New infrastructure projects would fit nicely into their new long-term economic development strategy.
While other regions are focusing on new things, like alternative energy and electric cars, the Inland Northwest may decide to take a step back to the past. Correspondent Doug Nadvornick reports.
Trains built Spokane. Since the 1880s, the city has been a staging point for railroads. Trains delivered minerals out of north Idaho and shipped them to the rest of the country. And they hauled timber from the surrounding forests and wheat from the Palouse region.
Freight hauling has since taken a back seat to higher tech economic engines like health care. But Glenn Miles from the Spokane Regional Transportation Commission says there’s always the need to move stuff.
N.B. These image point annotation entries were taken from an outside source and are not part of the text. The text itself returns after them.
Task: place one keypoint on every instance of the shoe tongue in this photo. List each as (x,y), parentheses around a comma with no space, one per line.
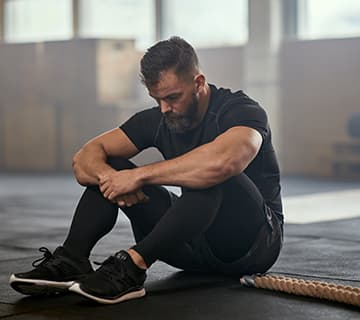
(122,255)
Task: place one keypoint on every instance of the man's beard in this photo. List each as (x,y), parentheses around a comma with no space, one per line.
(185,122)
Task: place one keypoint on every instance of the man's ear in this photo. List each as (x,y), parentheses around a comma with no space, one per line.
(199,81)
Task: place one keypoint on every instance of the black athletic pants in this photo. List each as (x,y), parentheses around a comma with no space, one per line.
(227,219)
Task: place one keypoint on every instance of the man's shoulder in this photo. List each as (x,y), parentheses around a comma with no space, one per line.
(224,98)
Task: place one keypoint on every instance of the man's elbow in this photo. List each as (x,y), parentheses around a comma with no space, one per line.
(78,172)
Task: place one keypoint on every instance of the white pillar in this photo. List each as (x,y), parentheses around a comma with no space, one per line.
(2,21)
(261,60)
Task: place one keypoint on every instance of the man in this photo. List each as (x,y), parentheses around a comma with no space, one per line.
(217,148)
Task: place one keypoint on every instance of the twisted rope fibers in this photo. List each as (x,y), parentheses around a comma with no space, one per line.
(308,288)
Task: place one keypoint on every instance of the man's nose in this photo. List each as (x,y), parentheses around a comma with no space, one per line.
(165,107)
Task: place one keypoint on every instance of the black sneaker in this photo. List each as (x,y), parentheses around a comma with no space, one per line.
(118,279)
(53,273)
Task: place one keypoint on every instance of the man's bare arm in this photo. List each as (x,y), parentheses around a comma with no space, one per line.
(89,163)
(228,155)
(210,164)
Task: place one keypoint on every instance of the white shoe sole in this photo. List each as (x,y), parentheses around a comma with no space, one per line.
(37,286)
(131,295)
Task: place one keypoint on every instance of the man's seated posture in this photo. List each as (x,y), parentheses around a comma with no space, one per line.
(217,147)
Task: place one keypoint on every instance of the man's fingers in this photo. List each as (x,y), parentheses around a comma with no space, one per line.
(127,200)
(142,197)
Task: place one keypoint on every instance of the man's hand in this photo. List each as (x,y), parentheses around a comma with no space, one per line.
(122,187)
(130,199)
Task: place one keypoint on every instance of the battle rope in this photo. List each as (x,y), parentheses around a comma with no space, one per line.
(315,289)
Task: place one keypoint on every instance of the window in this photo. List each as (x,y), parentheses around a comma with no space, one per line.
(329,19)
(37,20)
(206,23)
(133,19)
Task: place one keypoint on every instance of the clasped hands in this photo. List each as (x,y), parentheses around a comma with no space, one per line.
(122,187)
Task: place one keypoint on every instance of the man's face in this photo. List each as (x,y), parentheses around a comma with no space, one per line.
(177,100)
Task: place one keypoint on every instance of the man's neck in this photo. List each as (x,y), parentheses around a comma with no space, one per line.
(204,101)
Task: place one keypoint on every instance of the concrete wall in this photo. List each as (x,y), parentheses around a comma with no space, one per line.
(57,95)
(320,82)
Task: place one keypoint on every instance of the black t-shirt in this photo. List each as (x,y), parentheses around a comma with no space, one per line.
(226,109)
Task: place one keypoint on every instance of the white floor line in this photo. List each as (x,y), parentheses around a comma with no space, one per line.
(322,206)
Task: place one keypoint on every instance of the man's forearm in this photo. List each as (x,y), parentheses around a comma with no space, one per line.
(89,164)
(199,168)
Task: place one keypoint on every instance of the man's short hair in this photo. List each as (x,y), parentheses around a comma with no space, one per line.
(175,54)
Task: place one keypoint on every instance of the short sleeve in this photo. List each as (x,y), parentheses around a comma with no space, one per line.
(249,115)
(141,128)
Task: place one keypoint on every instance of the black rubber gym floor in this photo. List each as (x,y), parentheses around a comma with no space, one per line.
(36,211)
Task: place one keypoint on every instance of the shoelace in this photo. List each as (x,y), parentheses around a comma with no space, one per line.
(112,269)
(46,257)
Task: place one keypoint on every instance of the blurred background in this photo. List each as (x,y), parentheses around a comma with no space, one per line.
(69,71)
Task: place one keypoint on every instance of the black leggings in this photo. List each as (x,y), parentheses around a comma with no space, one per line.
(229,215)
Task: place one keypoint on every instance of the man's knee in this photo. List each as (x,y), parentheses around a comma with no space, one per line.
(119,163)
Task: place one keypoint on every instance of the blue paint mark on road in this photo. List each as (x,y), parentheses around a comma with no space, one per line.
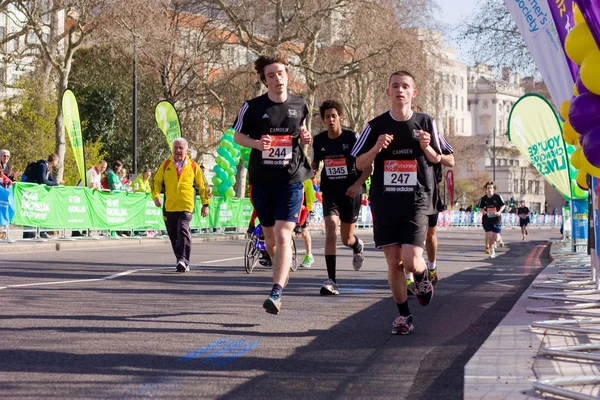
(353,290)
(237,354)
(202,350)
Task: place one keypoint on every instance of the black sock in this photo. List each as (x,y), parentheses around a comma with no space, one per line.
(356,247)
(403,309)
(330,262)
(277,289)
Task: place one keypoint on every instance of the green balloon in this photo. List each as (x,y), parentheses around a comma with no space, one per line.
(227,145)
(222,162)
(222,188)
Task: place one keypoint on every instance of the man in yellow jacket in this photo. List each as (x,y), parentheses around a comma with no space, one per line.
(178,176)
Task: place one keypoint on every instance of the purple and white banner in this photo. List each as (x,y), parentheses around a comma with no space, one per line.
(535,20)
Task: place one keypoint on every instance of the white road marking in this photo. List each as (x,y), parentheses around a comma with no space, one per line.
(224,259)
(499,282)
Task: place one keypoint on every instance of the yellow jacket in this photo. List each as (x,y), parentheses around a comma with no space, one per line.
(179,192)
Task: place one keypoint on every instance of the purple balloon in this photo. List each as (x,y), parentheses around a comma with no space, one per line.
(584,112)
(581,89)
(591,146)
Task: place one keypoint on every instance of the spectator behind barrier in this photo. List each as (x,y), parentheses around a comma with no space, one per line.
(6,167)
(40,172)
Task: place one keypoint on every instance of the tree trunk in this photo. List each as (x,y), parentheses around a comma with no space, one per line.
(59,128)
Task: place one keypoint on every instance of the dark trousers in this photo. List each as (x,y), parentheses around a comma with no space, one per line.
(178,228)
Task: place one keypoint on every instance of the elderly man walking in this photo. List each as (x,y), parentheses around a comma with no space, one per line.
(177,177)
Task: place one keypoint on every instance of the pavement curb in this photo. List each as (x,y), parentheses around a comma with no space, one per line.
(503,367)
(31,246)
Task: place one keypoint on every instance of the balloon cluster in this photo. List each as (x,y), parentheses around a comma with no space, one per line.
(582,112)
(225,169)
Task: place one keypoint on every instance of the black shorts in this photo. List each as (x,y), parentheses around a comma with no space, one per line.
(433,220)
(280,203)
(341,205)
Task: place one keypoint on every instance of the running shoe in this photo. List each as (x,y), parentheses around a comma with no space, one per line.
(359,258)
(433,277)
(308,261)
(329,288)
(182,267)
(402,325)
(272,304)
(411,289)
(424,290)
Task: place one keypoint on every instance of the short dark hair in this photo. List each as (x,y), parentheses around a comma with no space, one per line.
(327,104)
(402,73)
(264,60)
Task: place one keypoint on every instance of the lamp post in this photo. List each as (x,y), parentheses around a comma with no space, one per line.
(494,156)
(134,106)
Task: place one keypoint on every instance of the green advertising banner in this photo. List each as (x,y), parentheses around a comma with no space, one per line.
(535,129)
(168,121)
(70,113)
(69,207)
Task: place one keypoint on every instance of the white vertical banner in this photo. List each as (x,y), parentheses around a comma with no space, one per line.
(535,22)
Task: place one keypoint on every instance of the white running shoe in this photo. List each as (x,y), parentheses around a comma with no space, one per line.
(359,258)
(329,288)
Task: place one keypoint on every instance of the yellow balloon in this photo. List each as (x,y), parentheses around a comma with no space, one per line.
(571,137)
(564,109)
(578,16)
(589,168)
(576,158)
(579,43)
(581,178)
(590,72)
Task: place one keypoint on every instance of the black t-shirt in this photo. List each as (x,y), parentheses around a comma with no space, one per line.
(491,205)
(339,169)
(402,175)
(523,212)
(285,162)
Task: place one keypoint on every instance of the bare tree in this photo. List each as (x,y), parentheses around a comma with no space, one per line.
(495,38)
(52,31)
Glenn Miles: “When you look at air cargo, what’s coming in from the Pacific Rim. When you look at the number of containers coming through the Port of Tacoma, Port of Seattle, Port of Portland, headed for Chicago and points east, you know it all ends up in the Spokane area.”
Spokane still has an active freight transportation industry. But Miles and other civic leaders think it could be bigger.
So they’re exploring what they call the Inland Pacific Hub. It goes beyond Spokane to include eastern Washington, north Idaho, British Columbia and Alberta.
Miles says hub supporters are looking at how they can maximize the region’s transportation infrastructure.
Glenn Miles: “How do we position ourselves to use those assets for part of the, you know, global economy?”
Among those assets: several highways that converge on Spokane and Coeur d’Alene. Railroads that run through the area. A 24/7 port-of-entry into Canada up near Bonners Ferry, Idaho.
The biggest asset may be Spokane International Airport.
Business officials like Matt Ewers tout its low landing fees, compared to other Northwest airports. Ewers is a vice president of Inland Empire Distribution Systems, one of Spokane’s biggest transportation companies.
Matt Ewers: “Bringing in international air cargo, air freighters from Asia makes a lot of economic sense as opposed to bringing them in from Seattle or San Francisco.”
But Ewers is a trucking guy. He’s interested in ground transportation. He wants to speed up construction of Spokane’s North-South Freeway, to get long-haul trucks moving through the city at 60 miles an hour, rather than crawling through traffic.
That could be a candidate for federal stimulus money.
Ewers is also experimenting with ways to shorten the trip out of the region, to the east coast and even Europe. Instead of local companies moving their goods through Vancouver and Seattle, Ewers wants to take advantage of a railroad transfer facility that’s in southeastern British Columbia.
Matt Ewers: “Unload the containers there and drop them and run them down through truck into Spokane and then we would eliminate all that travel going across the state of Washington and going up through Vancouver.”
Ewers says that would cut transportation costs for Inland Northwest companies and make them more competitive. It would also help when mountain passes are closed by snow.
But the hub idea faces challenges. Highway 95, Idaho’s major north-south throughway, bottlenecks for several miles north of Coeur d’Alene. There’s talk of building a bypass around that area, but nothing definite.
And Highway 395 from Spokane to the Canadian border is sometimes dangerous. Some segments have a high number of accidents.
And then there’s this: what do the people of the region think about the hub?
Kim Zentz: “We haven’t engaged the public yet in a meaningful way because we don’t have data on which to base the conversation.”
Kim Zentz is one of the two chairs of the hub committee.
The Inland Pacific Hub study is expected to be completed later this year. And then its supporters will see what people think about bringing back freight hauling as a meal ticket in the Inland Northwest.